Claims that Yukos was bought at an understated price in 1995 are a myth, he said. "The price of shares on the stock exchange in 1995 did not reflect the actual situation. In 1995 Yukos was valued at less than $200 million according to the market price. In actual fact, a price of $350 million for a 70% stake in a holding company that owned 38 subsidiaries and had a debt of $3 billion did not seem too high, especially before the elections with the Communists' likely victory," he said.

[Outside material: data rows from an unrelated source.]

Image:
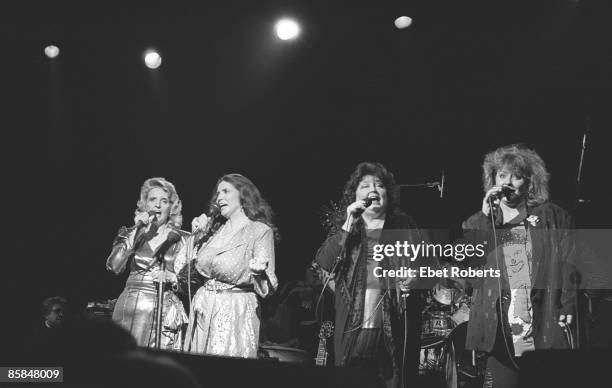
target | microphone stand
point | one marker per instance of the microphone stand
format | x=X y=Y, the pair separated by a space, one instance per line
x=437 y=184
x=160 y=299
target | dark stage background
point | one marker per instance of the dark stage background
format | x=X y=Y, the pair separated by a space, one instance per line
x=296 y=117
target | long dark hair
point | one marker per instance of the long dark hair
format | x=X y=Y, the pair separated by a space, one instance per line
x=350 y=188
x=255 y=207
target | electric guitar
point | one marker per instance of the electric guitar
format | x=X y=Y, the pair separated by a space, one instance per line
x=327 y=330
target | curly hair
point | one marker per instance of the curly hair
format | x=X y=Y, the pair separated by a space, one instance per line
x=350 y=188
x=520 y=161
x=176 y=207
x=255 y=207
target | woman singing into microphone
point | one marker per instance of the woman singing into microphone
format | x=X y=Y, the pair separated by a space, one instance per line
x=156 y=233
x=376 y=328
x=237 y=262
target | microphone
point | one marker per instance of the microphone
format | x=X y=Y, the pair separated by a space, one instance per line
x=213 y=212
x=372 y=196
x=506 y=191
x=141 y=236
x=153 y=213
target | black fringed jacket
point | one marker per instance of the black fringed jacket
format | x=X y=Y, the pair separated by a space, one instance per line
x=553 y=278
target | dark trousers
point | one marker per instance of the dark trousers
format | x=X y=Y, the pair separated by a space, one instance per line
x=369 y=353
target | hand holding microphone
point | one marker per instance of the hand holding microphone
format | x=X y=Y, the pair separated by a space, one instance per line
x=354 y=210
x=204 y=221
x=144 y=218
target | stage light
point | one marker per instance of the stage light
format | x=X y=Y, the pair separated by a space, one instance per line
x=287 y=29
x=403 y=22
x=152 y=59
x=51 y=51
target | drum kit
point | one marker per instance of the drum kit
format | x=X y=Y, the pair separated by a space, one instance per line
x=443 y=333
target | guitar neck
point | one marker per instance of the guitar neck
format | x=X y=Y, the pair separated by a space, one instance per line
x=322 y=352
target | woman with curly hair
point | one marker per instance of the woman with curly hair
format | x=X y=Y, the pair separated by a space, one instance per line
x=531 y=304
x=377 y=321
x=155 y=236
x=236 y=259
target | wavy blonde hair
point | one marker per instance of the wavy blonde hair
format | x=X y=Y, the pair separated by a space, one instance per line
x=176 y=207
x=520 y=161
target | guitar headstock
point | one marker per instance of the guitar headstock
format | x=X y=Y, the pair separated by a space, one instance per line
x=327 y=330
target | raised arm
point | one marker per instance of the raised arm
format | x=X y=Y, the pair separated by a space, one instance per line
x=263 y=264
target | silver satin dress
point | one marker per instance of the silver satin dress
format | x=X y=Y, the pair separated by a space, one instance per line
x=135 y=309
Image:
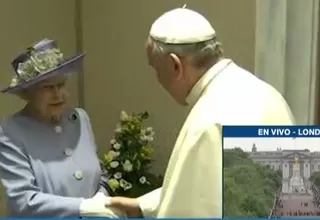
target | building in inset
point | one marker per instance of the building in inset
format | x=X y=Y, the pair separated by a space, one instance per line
x=296 y=165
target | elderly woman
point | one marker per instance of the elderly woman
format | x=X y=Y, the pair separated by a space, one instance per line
x=48 y=161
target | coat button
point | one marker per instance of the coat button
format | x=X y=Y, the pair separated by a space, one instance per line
x=78 y=175
x=68 y=152
x=58 y=129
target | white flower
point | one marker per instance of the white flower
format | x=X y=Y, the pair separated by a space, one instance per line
x=117 y=146
x=118 y=175
x=127 y=166
x=114 y=164
x=123 y=116
x=143 y=180
x=125 y=185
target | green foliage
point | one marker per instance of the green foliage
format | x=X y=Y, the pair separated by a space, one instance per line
x=249 y=187
x=315 y=179
x=130 y=158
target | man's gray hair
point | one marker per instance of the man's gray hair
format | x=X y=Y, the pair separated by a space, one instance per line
x=200 y=55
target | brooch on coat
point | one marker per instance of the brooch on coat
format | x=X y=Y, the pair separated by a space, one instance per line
x=73 y=117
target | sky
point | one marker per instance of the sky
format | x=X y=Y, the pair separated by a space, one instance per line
x=271 y=144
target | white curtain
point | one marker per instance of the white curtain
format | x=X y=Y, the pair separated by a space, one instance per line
x=286 y=52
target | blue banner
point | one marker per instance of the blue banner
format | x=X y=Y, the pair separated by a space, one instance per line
x=271 y=131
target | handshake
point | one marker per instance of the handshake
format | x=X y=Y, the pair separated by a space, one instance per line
x=113 y=207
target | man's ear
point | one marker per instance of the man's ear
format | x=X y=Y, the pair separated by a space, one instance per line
x=177 y=66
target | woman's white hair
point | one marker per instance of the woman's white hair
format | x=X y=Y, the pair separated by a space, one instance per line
x=200 y=55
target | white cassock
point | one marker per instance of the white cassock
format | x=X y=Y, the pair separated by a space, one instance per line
x=225 y=95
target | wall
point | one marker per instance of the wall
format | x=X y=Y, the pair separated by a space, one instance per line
x=117 y=76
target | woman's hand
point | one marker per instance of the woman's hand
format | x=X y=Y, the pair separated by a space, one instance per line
x=129 y=205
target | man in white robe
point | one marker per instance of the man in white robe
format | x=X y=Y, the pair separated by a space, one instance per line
x=188 y=59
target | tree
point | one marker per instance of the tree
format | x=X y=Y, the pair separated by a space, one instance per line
x=249 y=188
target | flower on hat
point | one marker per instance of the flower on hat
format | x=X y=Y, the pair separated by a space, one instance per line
x=38 y=63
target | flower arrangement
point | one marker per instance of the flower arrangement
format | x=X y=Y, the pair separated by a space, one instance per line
x=128 y=161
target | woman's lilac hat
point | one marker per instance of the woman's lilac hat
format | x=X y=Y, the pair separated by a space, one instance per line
x=40 y=62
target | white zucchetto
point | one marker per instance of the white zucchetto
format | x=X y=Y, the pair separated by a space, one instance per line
x=181 y=26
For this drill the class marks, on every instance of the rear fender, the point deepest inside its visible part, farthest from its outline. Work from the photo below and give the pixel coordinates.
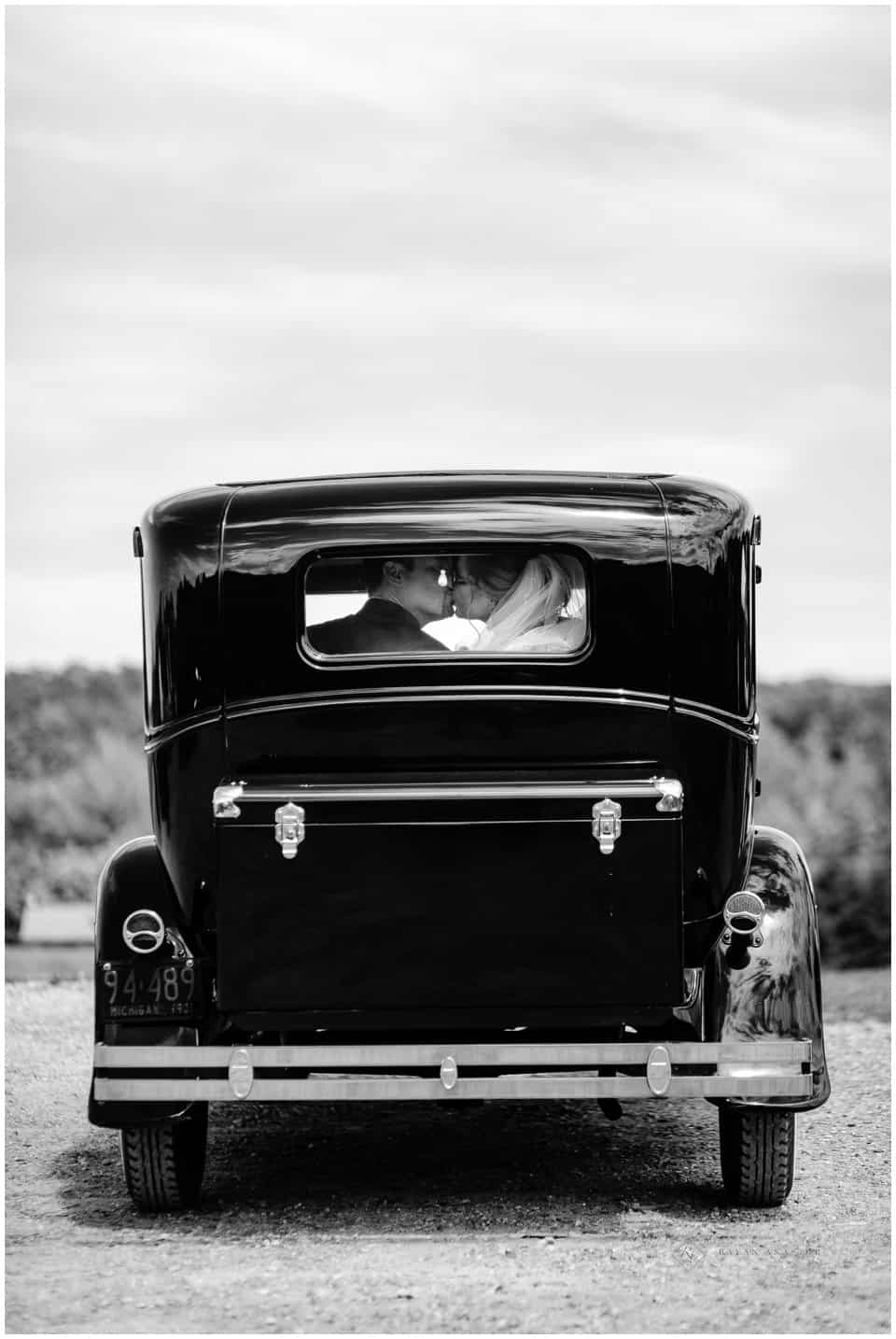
(775, 990)
(134, 877)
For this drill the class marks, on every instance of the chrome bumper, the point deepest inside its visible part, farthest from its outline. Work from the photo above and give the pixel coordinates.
(747, 1070)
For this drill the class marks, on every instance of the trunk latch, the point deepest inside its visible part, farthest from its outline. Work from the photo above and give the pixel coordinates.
(289, 827)
(607, 825)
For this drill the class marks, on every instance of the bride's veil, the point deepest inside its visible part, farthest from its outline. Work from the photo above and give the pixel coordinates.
(538, 599)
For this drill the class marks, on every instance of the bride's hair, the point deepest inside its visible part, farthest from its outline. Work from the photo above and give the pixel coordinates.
(532, 589)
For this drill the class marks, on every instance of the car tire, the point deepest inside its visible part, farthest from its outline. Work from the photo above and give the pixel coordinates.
(757, 1147)
(163, 1163)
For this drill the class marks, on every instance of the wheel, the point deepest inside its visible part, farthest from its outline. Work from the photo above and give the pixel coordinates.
(163, 1163)
(757, 1147)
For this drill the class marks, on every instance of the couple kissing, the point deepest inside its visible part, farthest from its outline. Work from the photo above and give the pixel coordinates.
(521, 599)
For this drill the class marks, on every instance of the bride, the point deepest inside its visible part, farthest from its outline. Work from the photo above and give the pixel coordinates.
(523, 599)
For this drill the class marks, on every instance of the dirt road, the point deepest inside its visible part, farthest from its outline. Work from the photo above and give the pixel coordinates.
(523, 1218)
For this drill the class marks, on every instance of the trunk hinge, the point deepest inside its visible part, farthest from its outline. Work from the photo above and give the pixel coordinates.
(289, 827)
(607, 825)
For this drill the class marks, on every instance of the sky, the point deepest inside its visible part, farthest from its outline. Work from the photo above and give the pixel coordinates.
(274, 241)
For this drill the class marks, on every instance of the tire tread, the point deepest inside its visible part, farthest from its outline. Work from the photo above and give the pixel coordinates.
(163, 1163)
(757, 1147)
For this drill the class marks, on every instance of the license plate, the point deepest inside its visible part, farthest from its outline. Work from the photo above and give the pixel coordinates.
(151, 990)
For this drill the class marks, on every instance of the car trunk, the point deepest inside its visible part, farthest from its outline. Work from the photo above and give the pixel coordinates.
(448, 895)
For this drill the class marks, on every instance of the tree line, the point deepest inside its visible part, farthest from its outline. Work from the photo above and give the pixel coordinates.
(77, 789)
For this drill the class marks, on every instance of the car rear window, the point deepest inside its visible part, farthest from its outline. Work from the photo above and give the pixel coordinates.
(511, 601)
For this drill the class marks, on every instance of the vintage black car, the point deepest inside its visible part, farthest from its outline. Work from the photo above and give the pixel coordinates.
(452, 783)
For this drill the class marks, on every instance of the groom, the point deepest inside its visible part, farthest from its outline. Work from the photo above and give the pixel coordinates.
(403, 593)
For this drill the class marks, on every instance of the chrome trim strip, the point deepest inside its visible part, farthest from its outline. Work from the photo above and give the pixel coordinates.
(727, 724)
(778, 1052)
(225, 796)
(160, 735)
(477, 693)
(410, 1089)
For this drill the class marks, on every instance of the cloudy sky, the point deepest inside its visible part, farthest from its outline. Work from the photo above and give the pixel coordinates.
(248, 243)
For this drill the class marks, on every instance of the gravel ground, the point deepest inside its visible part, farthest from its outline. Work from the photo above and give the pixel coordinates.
(524, 1218)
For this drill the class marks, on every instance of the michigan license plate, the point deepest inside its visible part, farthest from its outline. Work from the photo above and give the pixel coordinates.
(151, 990)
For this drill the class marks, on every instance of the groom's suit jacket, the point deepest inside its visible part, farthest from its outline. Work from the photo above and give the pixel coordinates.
(378, 626)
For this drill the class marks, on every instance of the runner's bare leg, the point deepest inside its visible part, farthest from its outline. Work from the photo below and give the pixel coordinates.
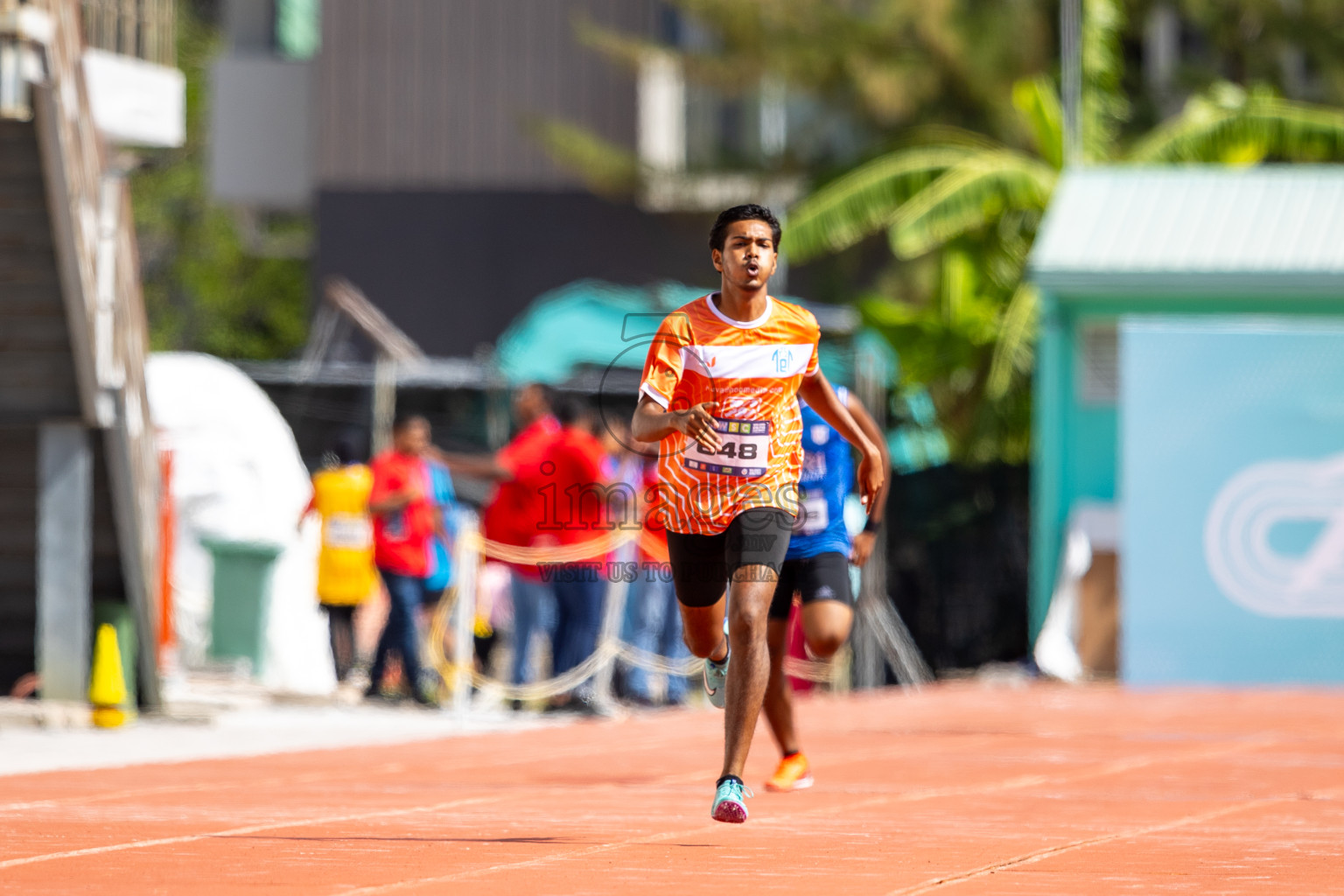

In the Yukos times, all major companies worked according to similar schemes, he said. "All major companies used one of the three main schemes: bonuses granted to organizations of disabled citizens; subventions and regional tax concessions - the latter were used by most companies. Our auditors and lawyers and those of other companies considered this scheme legal and the government's lawyers shared this view. Moreover, we would discuss with the Finance Ministry how much should be paid in taxes in each region. This would have an effect on transfer," Khodorkovsky said.

Khodorkovsky said again that he is not guilty and that all the charges brought against him are unfair. "Our tax laws are very ambiguous, so speculation about what is and what is not legal always surrounds companies and must be tackled in arbitration courts. But confessing to a crime you did not commit is a different thing. It would be lying under oath, from which innocent people will suffer. I can't buy freedom through perjury," Khodorkovsky said, commenting on the proposal that he plead guilty and be granted release on parole.

The Basmanny District Court in Moscow arrested Khodorkovsky on Oct. 25, 2003. He has been in custody ever since. Khodorkovsky and Lebedev were sentenced to nine years in prison on charges of fraud and tax evasion in May 2005. The Moscow City Court later reduced their sentences to eight years.

News on the second criminal case against Khodorkovsky and Lebedev first appeared in 2005 when the first trial was nearing the end.

On Dec. 30, 2010, Moscow's Khamovnichesky District Court sentenced Khodorkovsky and Lebedev to 14 years in prison. The Moscow City Court reduced the sentence to 13 years on May 24, 2011. The countdown started from February 2007, but the terms served under the first case will be taken into account, so the final term begins from 2003, the court ruled.